2. The method as claimed in claim 1, wherein the images in the image database are obtainable by referring to the respective representative images in accordance with the predetermined similarity level.
3. The method as claimed in claim 1, further comprising a step of forming the groups into a hierarchical structure, wherein the forming step further includes the steps of:
a) extracting a further query image from the representative images in the representative image classification database;
b) searching, according to a further predetermined similarity level, for a further representative image resembling the further query image in a further representative image classification database in which groups of images are represented by respective further representative images;
c) registering the further query image as a new further representative image in the further representative image classification database when no resembling further representative image is found as a result of the search according to the further predetermined similarity level; and
d) adding the further query image into a group represented by the resembling further representative image found as a result of the search according to the further predetermined similarity level.

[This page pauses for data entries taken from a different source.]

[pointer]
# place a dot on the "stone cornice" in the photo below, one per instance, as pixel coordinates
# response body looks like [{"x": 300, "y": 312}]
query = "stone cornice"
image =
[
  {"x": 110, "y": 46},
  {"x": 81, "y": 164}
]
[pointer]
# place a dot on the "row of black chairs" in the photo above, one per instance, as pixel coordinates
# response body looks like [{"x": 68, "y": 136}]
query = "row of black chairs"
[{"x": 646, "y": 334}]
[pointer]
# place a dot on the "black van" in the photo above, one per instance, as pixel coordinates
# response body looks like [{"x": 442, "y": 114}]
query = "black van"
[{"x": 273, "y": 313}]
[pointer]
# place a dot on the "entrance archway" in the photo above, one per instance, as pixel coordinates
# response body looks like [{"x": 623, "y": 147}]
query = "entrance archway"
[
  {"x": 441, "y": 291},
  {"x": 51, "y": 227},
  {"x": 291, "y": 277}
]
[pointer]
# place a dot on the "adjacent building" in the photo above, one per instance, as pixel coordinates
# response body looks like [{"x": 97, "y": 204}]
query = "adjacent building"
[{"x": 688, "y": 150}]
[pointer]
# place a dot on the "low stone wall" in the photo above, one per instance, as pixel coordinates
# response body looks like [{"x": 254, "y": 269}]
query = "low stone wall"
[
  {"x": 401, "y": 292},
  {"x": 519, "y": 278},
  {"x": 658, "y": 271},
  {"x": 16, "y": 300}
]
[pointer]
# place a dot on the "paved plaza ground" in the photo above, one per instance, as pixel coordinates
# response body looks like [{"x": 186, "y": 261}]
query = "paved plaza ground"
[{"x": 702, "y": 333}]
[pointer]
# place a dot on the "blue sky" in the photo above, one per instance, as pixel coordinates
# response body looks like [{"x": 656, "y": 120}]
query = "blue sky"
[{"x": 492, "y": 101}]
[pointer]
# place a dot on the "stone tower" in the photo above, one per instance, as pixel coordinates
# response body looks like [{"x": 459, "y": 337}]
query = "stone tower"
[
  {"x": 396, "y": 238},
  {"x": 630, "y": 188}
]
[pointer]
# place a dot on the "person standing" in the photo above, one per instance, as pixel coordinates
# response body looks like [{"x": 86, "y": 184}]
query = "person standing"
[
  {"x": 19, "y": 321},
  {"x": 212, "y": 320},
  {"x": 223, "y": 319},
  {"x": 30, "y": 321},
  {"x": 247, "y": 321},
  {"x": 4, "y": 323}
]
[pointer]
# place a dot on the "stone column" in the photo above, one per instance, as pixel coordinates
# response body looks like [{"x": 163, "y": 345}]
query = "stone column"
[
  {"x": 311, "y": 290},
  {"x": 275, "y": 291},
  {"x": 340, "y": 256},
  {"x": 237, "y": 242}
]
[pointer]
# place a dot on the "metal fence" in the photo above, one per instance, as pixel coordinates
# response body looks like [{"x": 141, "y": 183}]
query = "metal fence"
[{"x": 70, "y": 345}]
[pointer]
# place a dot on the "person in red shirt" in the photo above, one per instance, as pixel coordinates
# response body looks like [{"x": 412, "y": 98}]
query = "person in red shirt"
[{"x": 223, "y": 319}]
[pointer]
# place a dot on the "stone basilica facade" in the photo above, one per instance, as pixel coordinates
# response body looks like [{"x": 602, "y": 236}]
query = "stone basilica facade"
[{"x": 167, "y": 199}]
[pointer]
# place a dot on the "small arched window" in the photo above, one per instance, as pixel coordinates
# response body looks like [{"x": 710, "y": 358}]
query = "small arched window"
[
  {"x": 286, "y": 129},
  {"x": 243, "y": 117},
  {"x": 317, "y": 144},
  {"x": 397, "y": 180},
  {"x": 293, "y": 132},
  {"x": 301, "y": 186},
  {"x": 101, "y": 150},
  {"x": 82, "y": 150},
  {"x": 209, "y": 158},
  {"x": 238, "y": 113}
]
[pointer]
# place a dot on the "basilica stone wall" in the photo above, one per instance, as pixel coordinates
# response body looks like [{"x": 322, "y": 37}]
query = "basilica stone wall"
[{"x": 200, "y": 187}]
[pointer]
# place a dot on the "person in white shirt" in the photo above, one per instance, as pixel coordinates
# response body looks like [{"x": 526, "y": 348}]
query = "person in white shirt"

4. The classification method as claimed in claim 3, wherein the hierarchical structure is formed as layers of a directory of a file system for managing the images in the image database.
5. An image feature space display method comprising the steps of:
a) determining k representative points (k being an integer which is more than 1) in a feature space in response to a distance between points in the feature space and representative points representative of a plurality of feature spaces surrounding the feature space;
b) obtaining k sub-feature spaces by evenly allocating the points in the feature space into k representative points;
c) dividing a display space into sub-display regions of k segments, the display space being divided in a manner so that the sub-feature spaces correspond to the sub-display regions;
d) repeating the steps a) through c) until the sub-feature spaces and the sub-display regions are divided into minimum units, respectively; and
e) arranging each image included in a minimum unit of a sub-feature space to a corresponding one of the minimum units of the sub-display regions.
6. The image feature space display method as claimed in claim 5, wherein the display space is two dimensional, wherein the feature space and the display space are divided into four sub-feature spaces and four sub-display regions in a grid manner, respectively, wherein the representative points are disposed proximally with respect to two feature spaces which are arranged adjacent to each other and tangent to the sub-feature spaces, and thus disposed distally with respect to two other feature spaces which are arranged adjacent to each other but not tangent to the sub-feature spaces.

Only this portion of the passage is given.